Photo/Illutration A sample of the current My Number Card (Provided by the Ministry of Internal Affairs and Communications)

The badly misguided policy initiative to promote the so-called “maina hokensho," which is integrating the national health insurance card with the My Number Card, is a textbook example of how misplaced policy priorities can lead to a costly debacle.

The politicians who led the initiative should be aware of the heavy responsibility they bear. 

Starting Dec. 2, new issuances of the current health insurance cards (hokensho), paper cards that serve as proof of enrollment in the public health insurance system and are required to receive insured medical treatment, will cease.

This is due to the government's push to transition to the Individual Number Card system, where a My Number Card, a government-issued identification card, can be registered for use as a health insurance card.

Last month, government advertisements about this program in newspapers and magazines featured prominent headlines that said, "Even if you do not yet have your My Number Card, you can still receive medical care as before."

This stands in sharp contrast to this summer's ads that encouraged the use of the My Number Card for upcoming clinic visits and medication pickups.

According to government officials involved, this change in tone is due in part to the inauguration of a new prime minister and the departure of digital transformation minister Taro Kono, who championed the My Number Card, from the Cabinet.

Two years ago, Kono abruptly announced the discontinuation of the current health insurance cards by the fall of 2024. Previously, the government had explained that discontinuation was a future goal and that insurance cards would be issued upon request.

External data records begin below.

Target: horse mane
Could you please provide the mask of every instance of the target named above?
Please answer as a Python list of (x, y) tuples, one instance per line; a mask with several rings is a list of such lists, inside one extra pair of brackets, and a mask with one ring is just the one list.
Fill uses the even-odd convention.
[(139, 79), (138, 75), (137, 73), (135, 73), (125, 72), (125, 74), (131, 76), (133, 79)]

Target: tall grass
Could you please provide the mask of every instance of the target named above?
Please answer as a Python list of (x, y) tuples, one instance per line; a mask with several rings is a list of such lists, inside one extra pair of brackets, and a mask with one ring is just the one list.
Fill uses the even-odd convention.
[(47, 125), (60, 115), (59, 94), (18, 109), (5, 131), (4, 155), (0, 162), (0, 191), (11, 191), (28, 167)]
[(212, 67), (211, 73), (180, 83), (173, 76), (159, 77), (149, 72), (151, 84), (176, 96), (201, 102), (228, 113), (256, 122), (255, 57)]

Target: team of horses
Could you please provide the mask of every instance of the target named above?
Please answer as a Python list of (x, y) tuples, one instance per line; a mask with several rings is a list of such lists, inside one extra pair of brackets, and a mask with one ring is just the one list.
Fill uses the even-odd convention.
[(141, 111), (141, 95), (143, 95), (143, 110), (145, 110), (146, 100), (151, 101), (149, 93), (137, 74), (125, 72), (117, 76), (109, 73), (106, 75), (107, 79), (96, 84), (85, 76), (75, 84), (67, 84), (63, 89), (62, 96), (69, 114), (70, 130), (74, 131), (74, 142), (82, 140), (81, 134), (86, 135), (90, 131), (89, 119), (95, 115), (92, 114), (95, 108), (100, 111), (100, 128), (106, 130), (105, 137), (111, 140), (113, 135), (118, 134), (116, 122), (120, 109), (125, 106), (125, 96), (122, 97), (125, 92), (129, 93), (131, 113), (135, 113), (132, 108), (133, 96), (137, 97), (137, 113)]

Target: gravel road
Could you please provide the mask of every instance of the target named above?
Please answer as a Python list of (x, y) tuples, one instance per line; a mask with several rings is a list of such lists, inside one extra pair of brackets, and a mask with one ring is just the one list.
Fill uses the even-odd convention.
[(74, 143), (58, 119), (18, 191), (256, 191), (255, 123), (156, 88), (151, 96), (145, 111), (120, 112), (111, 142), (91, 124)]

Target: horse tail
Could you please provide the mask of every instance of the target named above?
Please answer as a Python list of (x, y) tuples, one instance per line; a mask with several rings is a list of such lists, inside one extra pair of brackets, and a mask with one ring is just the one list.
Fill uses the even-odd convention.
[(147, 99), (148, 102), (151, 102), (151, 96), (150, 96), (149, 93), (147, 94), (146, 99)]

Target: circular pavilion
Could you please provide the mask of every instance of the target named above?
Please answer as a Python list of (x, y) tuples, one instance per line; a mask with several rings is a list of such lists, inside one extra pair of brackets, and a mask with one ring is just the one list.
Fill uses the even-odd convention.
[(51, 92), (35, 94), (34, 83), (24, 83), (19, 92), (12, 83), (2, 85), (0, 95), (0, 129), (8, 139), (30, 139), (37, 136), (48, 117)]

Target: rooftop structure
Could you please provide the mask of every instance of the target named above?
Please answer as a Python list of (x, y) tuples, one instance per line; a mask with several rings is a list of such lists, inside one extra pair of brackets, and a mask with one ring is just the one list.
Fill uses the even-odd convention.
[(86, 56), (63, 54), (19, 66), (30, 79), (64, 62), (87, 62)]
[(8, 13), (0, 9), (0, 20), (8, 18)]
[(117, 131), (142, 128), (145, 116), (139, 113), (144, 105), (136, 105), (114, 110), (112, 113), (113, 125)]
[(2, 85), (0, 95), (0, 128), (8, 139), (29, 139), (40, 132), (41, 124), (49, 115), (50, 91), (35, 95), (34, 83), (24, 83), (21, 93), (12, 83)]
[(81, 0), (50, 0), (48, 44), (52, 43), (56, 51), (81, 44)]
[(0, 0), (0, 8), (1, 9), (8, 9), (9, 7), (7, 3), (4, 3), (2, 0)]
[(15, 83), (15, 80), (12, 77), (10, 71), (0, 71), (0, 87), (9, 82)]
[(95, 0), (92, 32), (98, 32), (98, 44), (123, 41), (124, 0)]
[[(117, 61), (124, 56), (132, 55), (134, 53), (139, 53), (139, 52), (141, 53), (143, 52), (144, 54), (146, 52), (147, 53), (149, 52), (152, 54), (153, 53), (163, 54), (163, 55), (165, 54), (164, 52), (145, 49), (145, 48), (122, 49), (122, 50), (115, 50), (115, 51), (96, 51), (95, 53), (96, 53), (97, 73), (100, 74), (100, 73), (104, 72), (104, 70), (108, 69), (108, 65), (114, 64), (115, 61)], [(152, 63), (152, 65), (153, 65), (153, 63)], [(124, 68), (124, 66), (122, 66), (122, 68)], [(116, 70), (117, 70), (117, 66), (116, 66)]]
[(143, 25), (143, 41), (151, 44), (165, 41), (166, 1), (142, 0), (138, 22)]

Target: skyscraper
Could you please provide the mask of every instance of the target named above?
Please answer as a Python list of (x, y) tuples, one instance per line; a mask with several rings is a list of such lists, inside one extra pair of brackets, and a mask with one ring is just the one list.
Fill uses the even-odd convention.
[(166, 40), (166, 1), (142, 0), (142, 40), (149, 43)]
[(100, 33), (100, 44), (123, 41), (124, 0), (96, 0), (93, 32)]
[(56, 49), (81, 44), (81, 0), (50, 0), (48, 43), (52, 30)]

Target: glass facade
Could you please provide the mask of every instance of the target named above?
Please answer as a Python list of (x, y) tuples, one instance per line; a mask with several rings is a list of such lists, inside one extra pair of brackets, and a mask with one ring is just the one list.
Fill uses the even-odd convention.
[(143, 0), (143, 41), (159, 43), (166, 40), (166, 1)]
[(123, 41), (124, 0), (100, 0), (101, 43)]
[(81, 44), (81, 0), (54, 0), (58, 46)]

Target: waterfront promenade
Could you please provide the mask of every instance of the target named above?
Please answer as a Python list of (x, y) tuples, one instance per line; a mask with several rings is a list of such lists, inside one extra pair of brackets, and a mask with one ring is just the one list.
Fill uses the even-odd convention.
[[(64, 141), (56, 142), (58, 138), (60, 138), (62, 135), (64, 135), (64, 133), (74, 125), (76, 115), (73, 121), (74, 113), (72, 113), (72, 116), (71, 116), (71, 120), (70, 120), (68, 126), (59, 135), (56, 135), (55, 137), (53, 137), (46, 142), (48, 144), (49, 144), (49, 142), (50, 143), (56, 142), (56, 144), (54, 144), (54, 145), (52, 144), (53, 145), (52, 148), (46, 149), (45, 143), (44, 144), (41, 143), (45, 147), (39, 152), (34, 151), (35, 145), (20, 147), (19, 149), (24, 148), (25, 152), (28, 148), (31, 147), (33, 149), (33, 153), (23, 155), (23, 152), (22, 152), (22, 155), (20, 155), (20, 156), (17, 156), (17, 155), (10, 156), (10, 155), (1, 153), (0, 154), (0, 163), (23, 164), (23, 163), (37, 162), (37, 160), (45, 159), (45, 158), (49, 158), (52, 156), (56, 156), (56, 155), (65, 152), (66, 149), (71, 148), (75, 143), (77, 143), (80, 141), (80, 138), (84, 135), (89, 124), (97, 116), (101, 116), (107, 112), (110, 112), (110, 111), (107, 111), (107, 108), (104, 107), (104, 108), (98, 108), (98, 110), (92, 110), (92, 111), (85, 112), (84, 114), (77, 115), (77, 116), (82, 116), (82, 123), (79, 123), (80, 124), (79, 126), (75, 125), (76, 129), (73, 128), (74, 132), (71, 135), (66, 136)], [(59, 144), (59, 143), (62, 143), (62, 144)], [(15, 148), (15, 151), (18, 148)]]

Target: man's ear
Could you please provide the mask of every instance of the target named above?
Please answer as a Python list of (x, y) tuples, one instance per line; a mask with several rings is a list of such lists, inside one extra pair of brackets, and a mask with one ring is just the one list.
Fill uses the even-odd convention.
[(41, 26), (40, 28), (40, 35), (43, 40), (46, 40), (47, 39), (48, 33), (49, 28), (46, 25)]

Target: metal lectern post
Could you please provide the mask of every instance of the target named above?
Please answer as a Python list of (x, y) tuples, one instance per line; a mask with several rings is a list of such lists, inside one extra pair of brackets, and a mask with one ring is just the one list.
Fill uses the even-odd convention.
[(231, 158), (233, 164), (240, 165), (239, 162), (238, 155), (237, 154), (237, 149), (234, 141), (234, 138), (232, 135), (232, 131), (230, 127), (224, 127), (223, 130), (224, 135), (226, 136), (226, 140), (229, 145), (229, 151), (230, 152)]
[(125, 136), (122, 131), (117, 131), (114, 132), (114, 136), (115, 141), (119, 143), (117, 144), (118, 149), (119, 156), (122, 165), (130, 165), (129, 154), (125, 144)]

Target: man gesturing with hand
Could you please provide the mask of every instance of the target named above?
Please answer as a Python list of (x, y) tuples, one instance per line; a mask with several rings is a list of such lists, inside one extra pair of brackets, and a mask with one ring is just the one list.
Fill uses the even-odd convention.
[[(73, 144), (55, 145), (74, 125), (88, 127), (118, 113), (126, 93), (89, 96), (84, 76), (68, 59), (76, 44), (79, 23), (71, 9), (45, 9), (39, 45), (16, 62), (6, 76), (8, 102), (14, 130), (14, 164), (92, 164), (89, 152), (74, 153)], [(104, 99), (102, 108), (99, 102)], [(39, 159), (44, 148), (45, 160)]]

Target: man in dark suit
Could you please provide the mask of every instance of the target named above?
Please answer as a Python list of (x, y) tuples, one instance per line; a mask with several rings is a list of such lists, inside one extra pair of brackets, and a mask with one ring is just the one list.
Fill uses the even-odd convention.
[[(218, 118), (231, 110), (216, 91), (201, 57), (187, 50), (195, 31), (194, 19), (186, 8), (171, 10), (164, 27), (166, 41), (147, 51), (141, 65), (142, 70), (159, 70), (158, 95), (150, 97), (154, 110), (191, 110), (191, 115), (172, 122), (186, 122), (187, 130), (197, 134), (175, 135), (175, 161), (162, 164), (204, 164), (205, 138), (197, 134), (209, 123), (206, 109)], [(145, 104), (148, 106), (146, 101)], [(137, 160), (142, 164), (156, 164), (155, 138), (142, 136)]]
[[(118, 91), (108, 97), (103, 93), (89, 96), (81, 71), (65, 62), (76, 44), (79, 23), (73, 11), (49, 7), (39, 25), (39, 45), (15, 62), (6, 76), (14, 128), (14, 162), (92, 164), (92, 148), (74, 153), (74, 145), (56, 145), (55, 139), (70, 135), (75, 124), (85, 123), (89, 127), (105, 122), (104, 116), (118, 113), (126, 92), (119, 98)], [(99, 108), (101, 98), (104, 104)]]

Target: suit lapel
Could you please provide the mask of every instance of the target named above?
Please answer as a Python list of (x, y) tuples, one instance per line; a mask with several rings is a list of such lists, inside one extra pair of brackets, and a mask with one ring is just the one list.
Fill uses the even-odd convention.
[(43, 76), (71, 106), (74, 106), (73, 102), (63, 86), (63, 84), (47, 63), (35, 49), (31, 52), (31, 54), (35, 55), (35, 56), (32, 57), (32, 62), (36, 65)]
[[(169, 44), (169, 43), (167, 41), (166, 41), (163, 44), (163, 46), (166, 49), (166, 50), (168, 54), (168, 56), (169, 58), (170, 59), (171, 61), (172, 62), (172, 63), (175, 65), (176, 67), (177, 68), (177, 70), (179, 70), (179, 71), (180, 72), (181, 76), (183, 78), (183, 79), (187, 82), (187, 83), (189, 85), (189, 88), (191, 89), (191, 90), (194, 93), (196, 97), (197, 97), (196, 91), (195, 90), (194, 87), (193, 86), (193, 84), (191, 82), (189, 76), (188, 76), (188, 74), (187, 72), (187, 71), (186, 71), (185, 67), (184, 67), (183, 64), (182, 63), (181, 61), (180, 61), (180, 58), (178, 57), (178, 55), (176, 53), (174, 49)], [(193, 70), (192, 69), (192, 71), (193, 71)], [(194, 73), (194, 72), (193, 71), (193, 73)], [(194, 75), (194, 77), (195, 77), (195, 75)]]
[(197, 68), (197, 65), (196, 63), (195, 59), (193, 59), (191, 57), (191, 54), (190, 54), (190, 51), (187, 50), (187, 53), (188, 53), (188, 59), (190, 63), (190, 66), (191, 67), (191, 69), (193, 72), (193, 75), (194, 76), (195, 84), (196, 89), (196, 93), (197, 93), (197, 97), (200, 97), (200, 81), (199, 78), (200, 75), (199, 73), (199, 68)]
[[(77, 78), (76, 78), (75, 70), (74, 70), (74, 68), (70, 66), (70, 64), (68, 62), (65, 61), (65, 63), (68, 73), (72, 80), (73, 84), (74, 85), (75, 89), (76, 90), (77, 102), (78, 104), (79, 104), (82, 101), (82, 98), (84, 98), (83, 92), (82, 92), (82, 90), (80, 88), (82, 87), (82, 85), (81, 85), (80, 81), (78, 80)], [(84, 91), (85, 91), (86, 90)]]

Kono faced strong criticism for this move, which was tantamount to forcing the early acquisition of the My Number Card by holding the insurance card "hostage." 

However, the administration of then Prime Minister Fumio Kishida endorsed Kono’s forceful initiative.

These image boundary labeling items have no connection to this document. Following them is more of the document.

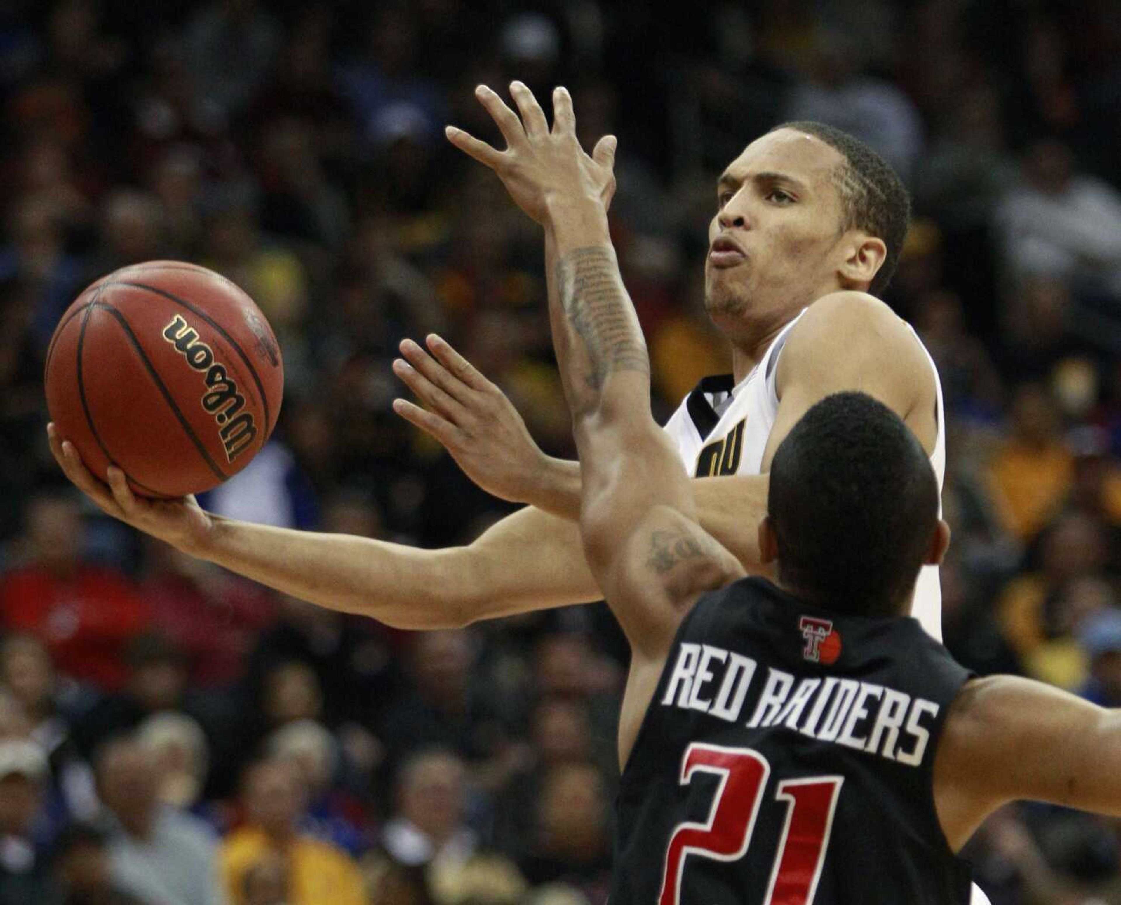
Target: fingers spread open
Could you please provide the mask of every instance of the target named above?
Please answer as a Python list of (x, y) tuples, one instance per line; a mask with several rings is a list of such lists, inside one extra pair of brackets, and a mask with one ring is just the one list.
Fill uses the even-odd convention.
[(452, 348), (445, 339), (430, 333), (425, 342), (428, 345), (428, 351), (436, 356), (436, 361), (467, 384), (467, 386), (479, 392), (488, 392), (493, 389), (494, 384), (487, 380), (471, 362)]
[(515, 103), (518, 105), (518, 112), (521, 113), (521, 121), (526, 127), (526, 134), (531, 137), (548, 134), (548, 120), (545, 119), (545, 111), (541, 110), (541, 105), (537, 103), (534, 92), (531, 92), (522, 82), (511, 82), (510, 96), (513, 97)]
[(113, 500), (126, 515), (135, 515), (139, 506), (137, 498), (132, 495), (129, 481), (124, 477), (124, 472), (115, 465), (110, 465), (105, 476), (109, 478), (109, 488), (113, 492)]
[(438, 414), (414, 405), (404, 399), (393, 400), (393, 411), (410, 424), (420, 428), (425, 433), (435, 437), (441, 446), (451, 449), (456, 446), (460, 430), (451, 421), (441, 418)]
[(58, 436), (57, 429), (53, 435), (48, 431), (48, 436), (50, 437), (50, 451), (55, 457), (55, 461), (58, 463), (58, 466), (63, 469), (63, 474), (71, 479), (74, 486), (86, 494), (105, 512), (111, 515), (121, 515), (120, 506), (113, 500), (109, 487), (90, 474), (90, 469), (82, 464), (82, 457), (77, 455), (74, 444), (63, 440)]
[(592, 159), (601, 167), (612, 169), (615, 166), (615, 148), (619, 147), (619, 139), (614, 136), (604, 136), (595, 142), (592, 150)]
[(485, 85), (480, 85), (475, 88), (475, 96), (487, 108), (487, 112), (491, 114), (509, 147), (512, 148), (525, 142), (526, 130), (521, 128), (521, 120), (518, 119), (517, 113), (506, 105), (506, 102), (501, 97)]
[(400, 377), (406, 386), (424, 402), (429, 409), (439, 412), (444, 418), (460, 423), (465, 414), (463, 405), (453, 399), (448, 393), (433, 383), (408, 362), (397, 358), (393, 361), (393, 373)]
[(444, 130), (444, 134), (447, 136), (448, 141), (463, 151), (467, 157), (473, 157), (485, 167), (494, 169), (502, 160), (502, 152), (500, 150), (492, 148), (485, 141), (479, 140), (474, 136), (464, 132), (462, 129), (448, 125)]
[(563, 85), (553, 90), (553, 131), (557, 134), (576, 134), (576, 114), (572, 109), (572, 95)]

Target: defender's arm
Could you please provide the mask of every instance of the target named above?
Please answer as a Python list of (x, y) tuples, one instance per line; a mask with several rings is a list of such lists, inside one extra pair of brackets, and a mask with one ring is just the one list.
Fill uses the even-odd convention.
[(1041, 682), (994, 675), (951, 706), (934, 762), (934, 799), (951, 847), (1018, 799), (1121, 817), (1121, 711)]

Meanwhile, the shift to the new system got off to a rocky start, plagued by a raft of errors and system glitches, including cases where My Number Cards were tied to the wrong person's information or hospitals displayed incorrect health care cost-sharing rates for patients at their counters.

Although some troubles are inevitable during massive system changes, the threatening announcement of "discontinuation" at the fixed deadline might have amplified feelings of anxiety and distrust among people.

Even recently, only about 20 percent of patients are using their My Number Card.

To be fair, there is merit in promoting the My Number Card to improve efficiency in health care services and related information processing.

However, if it undermines the higher value of "guaranteeing benefits to people enrolled in the public health insurance system and maintaining trust in the system," it's a complete reversal of priorities—a clear misjudgment.

How this policy initiative went awry is reminiscent of the public pension fiasco nearly two decades ago in a health ministry project to integrate past pension records, which existed before the introduction of the basic pension number, into the new system.

Because of the flawed integration process, approximately 50 million past records were discovered in 2007 that had not been integrated with the basic pension number. These pension records left “in suspense” heightened distrust of the system.

In this blunder, too, suspicions about the relationship between contributions and benefits were to blame. The lessons from the policy disaster have not been heeded.

Ultimately, the government was forced to patch things up. From December onward, a "certificate of qualification verification" with nearly the same functionality as the current health insurance card will be issued.

This will be sent to all people without a My Number Card and seniors over 75 whose health insurance cards are expiring.

This is because there can be cases where families might have registered seniors for a My Number Card without the seniors’ awareness, with the intent of gaining My Number Points. 

These points, which can be used with cashless payment services, were given to people who have made the switch.

Compared to the co-use of the current insurance card, the qualification verification certificate system adds complexity and raises concerns about potential new problems.

Steps must be taken to ensure that citizens' rights to medical care are not compromised in any way.